Rossi-Mori A, Pisanelli D M, Ricci F L
Istituto Tecnologie Biomediche CNR, Rome, Italy.
Med Inform (Lond). 1990 Jul-Sep;15(3):191-204. doi: 10.3109/14639239009025267.
After the early experiments in artificial intelligence a methodology is emerging around advanced systems for the management of medical knowledge. The stress is moving away from the implementation of prototypes to the evaluation. It is possible to adapt and to apply this to field evaluation techniques already developed in similar contexts of knowledge management (books, drugs, epidemiology, consultants, etc.). The time is ready for a further step: to envisage a methodology for the design of real systems that cope with the 'knowledge environment' of the user. Every stage of the evaluation process is re-examined here, and considered as a framework to define goals and criteria about a step of design: (1) the impact of the system on the progress of health care provision (priorities, cost-benefit analysis, share of tasks among different media); (2) effectiveness in the end-user's environment and long-term effects on his behaviour (changes in people's role and responsibilities, improvements in the quality of data, acceptance of the system); (3) the intrinsic efficiency of the system apart from the operational context (correctness of the knowledge base, appropriateness of the reasoning). The need to differentiate the test sample into three classes (obvious, typical, atypical) is emphasized, discussing the influence on both evaluation and design. In particular the difficulty of having 'gold standards' on atypical cases, due to the disagreement among the experts, leads to the definition of two alternative attitudes: the 'standardization mode' and the 'brain-storming mode'.
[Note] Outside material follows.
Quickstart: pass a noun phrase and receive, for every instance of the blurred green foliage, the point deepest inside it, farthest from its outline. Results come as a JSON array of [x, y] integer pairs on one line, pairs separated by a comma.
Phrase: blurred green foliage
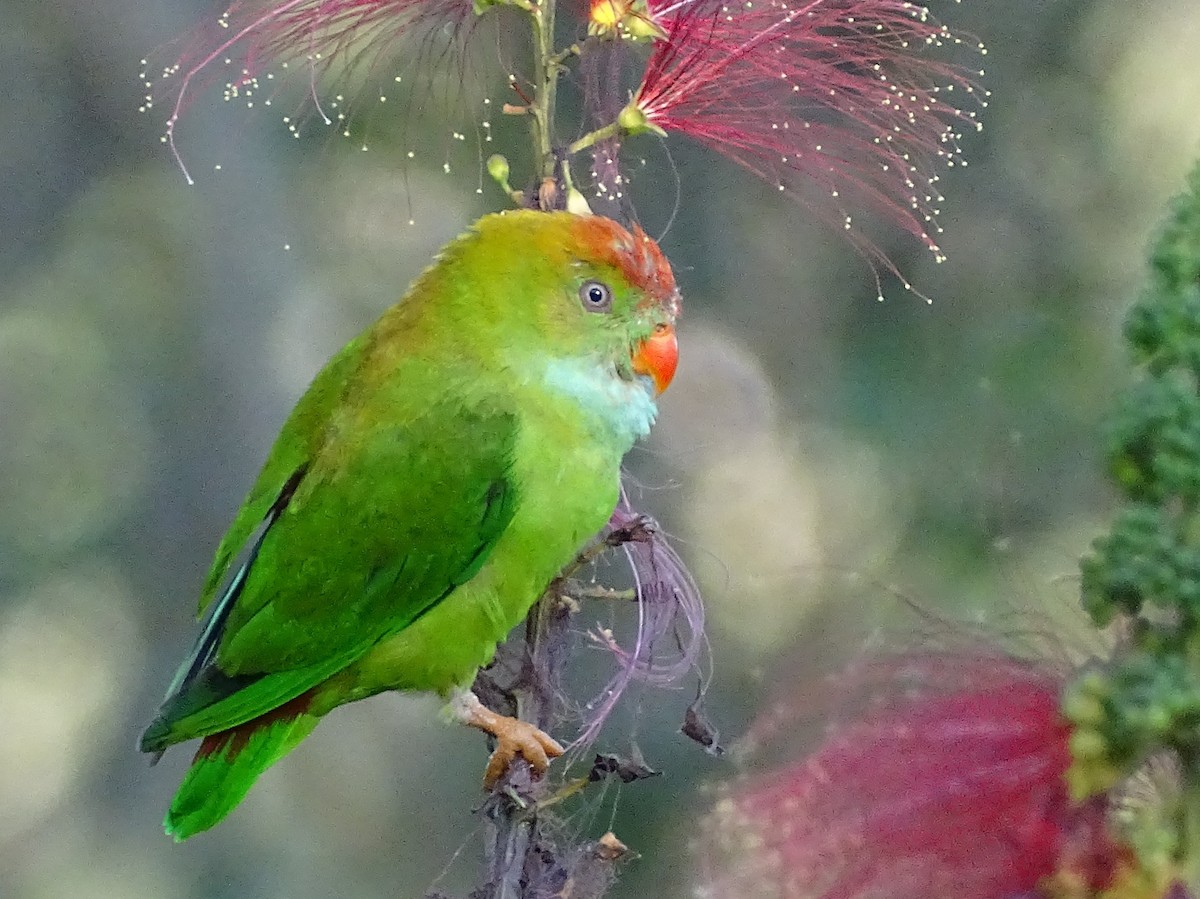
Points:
[[1146, 569], [816, 445]]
在人工智能领域早期实验之后,一种围绕医学知识管理先进系统的方法正在形成。重点正从原型的实现转向评估。有可能对已在类似知识管理背景(书籍、药物、流行病学、顾问等)中开发的现场评估技术进行调整和应用。现在是迈出进一步步伐的时候了:设想一种设计真实系统的方法,使其能够应对用户的“知识环境”。这里重新审视了评估过程的每个阶段,并将其视为定义设计步骤目标和标准的框架:(1)系统对医疗保健提供进展的影响(优先级、成本效益分析、不同媒介之间任务的分担);(2)在最终用户环境中的有效性以及对其行为的长期影响(人们角色和责任的变化、数据质量的提高、系统的接受度);(3)系统在操作环境之外的内在效率(知识库的正确性、推理的适当性)。强调了将测试样本分为三类(明显、典型、非典型)的必要性,并讨论了其对评估和设计的影响。特别是由于专家之间存在分歧,在非典型案例中难以有“黄金标准”,这导致了两种替代态度的定义:“标准化模式”和“头脑风暴模式”。